The European Financial Stability Fund (EFSF) was introduced last year by the European Union to provide a financial safety net for eurozone countries in economic strife.
In the poll of 46 economists at banks across Europe conducted over the past few days, all but eight said the EFSF would need to be increased from its current 440 billion euros ($586 billion), with the median figure suggesting a boost to 700 billion.
Asked if the European Commission would increase the size of the EFSF, economists who said yes gave forecasts for the total fund size ranging between 500 billion and 2 trillion euros.
Some respondents said the fund's biggest limitation was its effective lending capacity. For the fund to maintain a top-notch credit rating, economists reckon just over half of the nominal 440 billion euros can be used readily for bailouts.

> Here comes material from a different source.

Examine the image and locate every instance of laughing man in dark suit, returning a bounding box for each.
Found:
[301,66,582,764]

"The fact is you can't really go above around 250 billion euros without endangering the facility's triple-A credit rating," said Peter Dixon, economist at Commerzbank.
"There is a sense it needs to be bigger and stronger to meet any further claims that may be made upon it."
Analysts say in its current form the fund would not be enough to rescue both Spain and Portugal if they bow to debt market pressure and seek aid.
Portugal will need an EU-led bailout at some point similar to those handed out to Ireland and Greece last year, according to a large majority of economists polled by Reuters earlier this month. Seven of 51 said Spain would also seek help.
Eurozone finance ministers will discuss an increase to the fund's effective lending capacity, though France said it would be March before a firm plan was in place.
"We believe the meetings are unlikely to deliver any new resolution at this stage, given the complexity of the issues involved," said RBS economist Silvio Peruzzo in a research note.
Any decision is likely to be postponed at least until a meeting of EU government heads on Feb. 4, he said.
EXTENDING THE SCOPE
German Chancellor Angela Merkel, head of Europe's biggest economy, said last week her country would stand by the euro and do whatever was necessary to ensure it remains stable. On Monday, German Finance Minister Wolfgang Schaeuble ruled out bolstering the size of the fund in the near term.
French Economy Minister Christine Lagarde said on Friday governments were looking at increasing the rescue fund, as well as extending its scope to buy bonds directly on debt markets.
Proponents of government bond purchases say it could help pre-empt developments in the fight against contagion, instead of the fund springing to action only when a crisis has developed. It currently takes around 6-8 weeks for the fund to provide support from first request.
Respondents in the poll said the EFSF has been moderately effective, scoring it a median of six where one was least effective and ten highly effective. Answers ranged from two to eight.
The fund is expected to make its debut debt issue this week, and if it draws robust demand it would give some support to peripheral debt, traders said on Monday. Portugal and Spain both held relatively successful bond auctions last week, but were forced to offer interest rates well above those seen at previous auctions.